For some time I have been convinced that Herod Antipas in Mark 6 is intended to stand as a sort of anti-king of a worldly kingdom in contrast to Jesus as king of the Kingdom of God.
There are a few ways that Mark signals this.
First, Mark juxtaposes Herod’s birthday feast with Jesus’s setting a feast for the people in the wilderness.
Second, both stories are replete with royal imagery.
Herod (who was not, in fact, a king) is called “king” several times in the story. And the story takes its dire turn when he promises to give his step-daughter up to half his kingdom.
When Jesus, in turn, confronts the crowd in the wilderness, he has compassion on them because they are like sheep without a shepherd. This means (a) they don’t have the shepherd-king they should, and (b) Jesus steps in to fill this role.

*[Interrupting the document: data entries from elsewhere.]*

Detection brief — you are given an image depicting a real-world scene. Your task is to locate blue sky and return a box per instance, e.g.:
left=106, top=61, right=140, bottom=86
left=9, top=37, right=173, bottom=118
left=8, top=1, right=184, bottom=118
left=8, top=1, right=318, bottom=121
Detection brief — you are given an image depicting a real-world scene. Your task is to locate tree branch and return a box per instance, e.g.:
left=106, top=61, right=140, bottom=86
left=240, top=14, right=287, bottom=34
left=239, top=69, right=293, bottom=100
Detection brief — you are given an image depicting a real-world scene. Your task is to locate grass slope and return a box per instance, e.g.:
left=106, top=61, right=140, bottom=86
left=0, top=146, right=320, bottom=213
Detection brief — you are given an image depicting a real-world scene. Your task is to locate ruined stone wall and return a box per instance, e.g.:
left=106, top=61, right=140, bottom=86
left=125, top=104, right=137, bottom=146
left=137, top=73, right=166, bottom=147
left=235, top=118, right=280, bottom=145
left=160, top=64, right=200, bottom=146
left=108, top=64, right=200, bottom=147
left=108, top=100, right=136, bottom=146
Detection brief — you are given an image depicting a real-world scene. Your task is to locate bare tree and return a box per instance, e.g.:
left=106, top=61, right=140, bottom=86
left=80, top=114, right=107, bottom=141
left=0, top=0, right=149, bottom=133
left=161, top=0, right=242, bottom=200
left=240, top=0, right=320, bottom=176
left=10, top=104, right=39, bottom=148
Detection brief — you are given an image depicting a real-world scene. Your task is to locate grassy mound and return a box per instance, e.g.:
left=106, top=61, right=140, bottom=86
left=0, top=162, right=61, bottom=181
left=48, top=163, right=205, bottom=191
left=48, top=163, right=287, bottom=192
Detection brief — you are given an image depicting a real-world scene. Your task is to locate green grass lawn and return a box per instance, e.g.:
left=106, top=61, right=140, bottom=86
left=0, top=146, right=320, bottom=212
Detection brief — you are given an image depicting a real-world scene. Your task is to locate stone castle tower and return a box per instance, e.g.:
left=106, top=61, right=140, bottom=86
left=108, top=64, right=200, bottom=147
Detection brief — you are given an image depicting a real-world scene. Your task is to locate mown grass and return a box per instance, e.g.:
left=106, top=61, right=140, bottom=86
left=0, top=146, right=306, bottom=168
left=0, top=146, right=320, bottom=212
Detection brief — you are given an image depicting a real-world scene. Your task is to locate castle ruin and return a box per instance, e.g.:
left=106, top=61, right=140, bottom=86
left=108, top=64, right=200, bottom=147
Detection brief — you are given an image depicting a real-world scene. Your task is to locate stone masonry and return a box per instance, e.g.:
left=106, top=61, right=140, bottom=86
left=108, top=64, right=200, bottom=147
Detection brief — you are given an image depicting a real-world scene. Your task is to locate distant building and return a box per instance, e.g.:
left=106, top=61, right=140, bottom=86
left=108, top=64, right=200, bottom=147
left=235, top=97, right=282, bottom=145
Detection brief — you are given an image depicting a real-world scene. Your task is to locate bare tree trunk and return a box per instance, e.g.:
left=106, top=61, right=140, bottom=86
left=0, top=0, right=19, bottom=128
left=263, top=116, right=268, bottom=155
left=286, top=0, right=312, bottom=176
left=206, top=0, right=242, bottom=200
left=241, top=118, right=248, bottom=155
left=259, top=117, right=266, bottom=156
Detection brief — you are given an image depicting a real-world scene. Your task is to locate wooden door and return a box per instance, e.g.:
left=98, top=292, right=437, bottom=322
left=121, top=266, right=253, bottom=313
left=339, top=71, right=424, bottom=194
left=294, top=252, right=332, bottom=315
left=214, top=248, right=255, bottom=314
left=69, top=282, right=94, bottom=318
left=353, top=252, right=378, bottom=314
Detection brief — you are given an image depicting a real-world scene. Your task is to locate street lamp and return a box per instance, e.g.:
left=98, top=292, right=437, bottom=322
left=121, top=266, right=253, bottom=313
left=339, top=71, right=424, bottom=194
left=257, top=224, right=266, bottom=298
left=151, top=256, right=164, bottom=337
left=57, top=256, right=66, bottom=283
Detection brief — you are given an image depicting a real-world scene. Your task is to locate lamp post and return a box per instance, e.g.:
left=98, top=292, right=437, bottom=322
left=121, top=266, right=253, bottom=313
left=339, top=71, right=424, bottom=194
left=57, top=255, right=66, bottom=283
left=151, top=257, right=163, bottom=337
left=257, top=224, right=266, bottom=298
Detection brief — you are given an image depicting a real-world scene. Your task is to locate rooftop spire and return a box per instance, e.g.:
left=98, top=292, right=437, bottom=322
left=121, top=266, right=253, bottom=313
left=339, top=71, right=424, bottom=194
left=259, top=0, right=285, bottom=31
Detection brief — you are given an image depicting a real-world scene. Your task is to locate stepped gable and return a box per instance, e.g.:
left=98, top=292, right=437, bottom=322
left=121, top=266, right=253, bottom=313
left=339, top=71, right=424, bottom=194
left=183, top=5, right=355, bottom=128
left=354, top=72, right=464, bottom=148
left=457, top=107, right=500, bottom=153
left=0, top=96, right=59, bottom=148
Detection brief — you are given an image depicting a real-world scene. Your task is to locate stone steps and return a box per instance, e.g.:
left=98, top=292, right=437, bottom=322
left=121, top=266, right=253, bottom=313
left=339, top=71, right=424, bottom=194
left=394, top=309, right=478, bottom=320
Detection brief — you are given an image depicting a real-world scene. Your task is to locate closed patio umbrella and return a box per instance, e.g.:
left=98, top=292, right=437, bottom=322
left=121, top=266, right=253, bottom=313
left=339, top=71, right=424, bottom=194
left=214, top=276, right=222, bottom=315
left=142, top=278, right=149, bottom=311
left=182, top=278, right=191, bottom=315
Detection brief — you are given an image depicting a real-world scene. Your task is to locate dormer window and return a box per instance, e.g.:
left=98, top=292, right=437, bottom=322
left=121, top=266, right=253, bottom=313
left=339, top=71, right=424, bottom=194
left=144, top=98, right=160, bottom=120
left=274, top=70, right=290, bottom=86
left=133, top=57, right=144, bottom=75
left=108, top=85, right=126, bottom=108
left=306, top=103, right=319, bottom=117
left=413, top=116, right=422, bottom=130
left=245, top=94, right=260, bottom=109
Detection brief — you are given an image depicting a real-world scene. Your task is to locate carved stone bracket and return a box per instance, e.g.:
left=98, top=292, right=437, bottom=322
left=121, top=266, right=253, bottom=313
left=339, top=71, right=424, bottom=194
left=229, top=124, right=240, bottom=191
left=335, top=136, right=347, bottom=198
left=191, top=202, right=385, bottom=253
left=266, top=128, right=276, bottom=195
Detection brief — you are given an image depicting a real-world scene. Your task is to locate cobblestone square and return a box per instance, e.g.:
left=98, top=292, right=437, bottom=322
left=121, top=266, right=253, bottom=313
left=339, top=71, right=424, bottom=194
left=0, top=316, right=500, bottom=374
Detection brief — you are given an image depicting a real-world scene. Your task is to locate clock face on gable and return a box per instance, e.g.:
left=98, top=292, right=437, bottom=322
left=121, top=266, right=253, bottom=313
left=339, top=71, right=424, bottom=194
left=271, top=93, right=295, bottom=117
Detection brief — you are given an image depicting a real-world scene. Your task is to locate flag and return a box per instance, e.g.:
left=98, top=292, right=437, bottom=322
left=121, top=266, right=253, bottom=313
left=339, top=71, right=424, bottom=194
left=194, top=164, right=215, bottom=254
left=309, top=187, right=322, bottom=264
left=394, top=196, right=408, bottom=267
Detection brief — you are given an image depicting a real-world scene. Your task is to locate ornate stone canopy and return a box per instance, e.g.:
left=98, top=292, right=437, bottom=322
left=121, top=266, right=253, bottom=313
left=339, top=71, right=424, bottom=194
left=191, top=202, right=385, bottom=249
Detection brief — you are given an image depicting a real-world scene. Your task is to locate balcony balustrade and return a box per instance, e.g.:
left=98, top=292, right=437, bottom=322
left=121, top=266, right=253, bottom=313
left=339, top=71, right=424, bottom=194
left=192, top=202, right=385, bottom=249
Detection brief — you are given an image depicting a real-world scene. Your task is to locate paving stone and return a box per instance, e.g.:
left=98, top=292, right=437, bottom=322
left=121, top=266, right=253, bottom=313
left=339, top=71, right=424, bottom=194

Third, the stories both tell of banquets. Herod’s is a birthday feast with all of the important people. Jesus is with hoi polloi. But when Jesus has the people sit for their meal, we are told that they sit in banqueting parties (symposiai).
One key component to Jesus’s feast is that the disciples are involved in the distribution of food. The disciples, in fact, directly feed the people: Jesus took the bread and gave it to his disciples, and they gave it to the people.
The final “course” of the meal is not a final course at all–it is abundant leftovers. The kingdom of God overflows with life-giving goodness.
Recently I noticed that this pattern of giving and giving again is repeated in the Herod story.
Herod takes the head of John the Baptist and he gives it to his step-daughter and she, in turn, gives it to her mother.
The dessert course of Herod’s banquet, the final thing to come out on a serving platter, is John’s head.
And so in a grisly, perfect, antithetical juxtaposition, death is served by the would-be king who has no kingdom while the kingdom-bringing Jesus serves life to the many.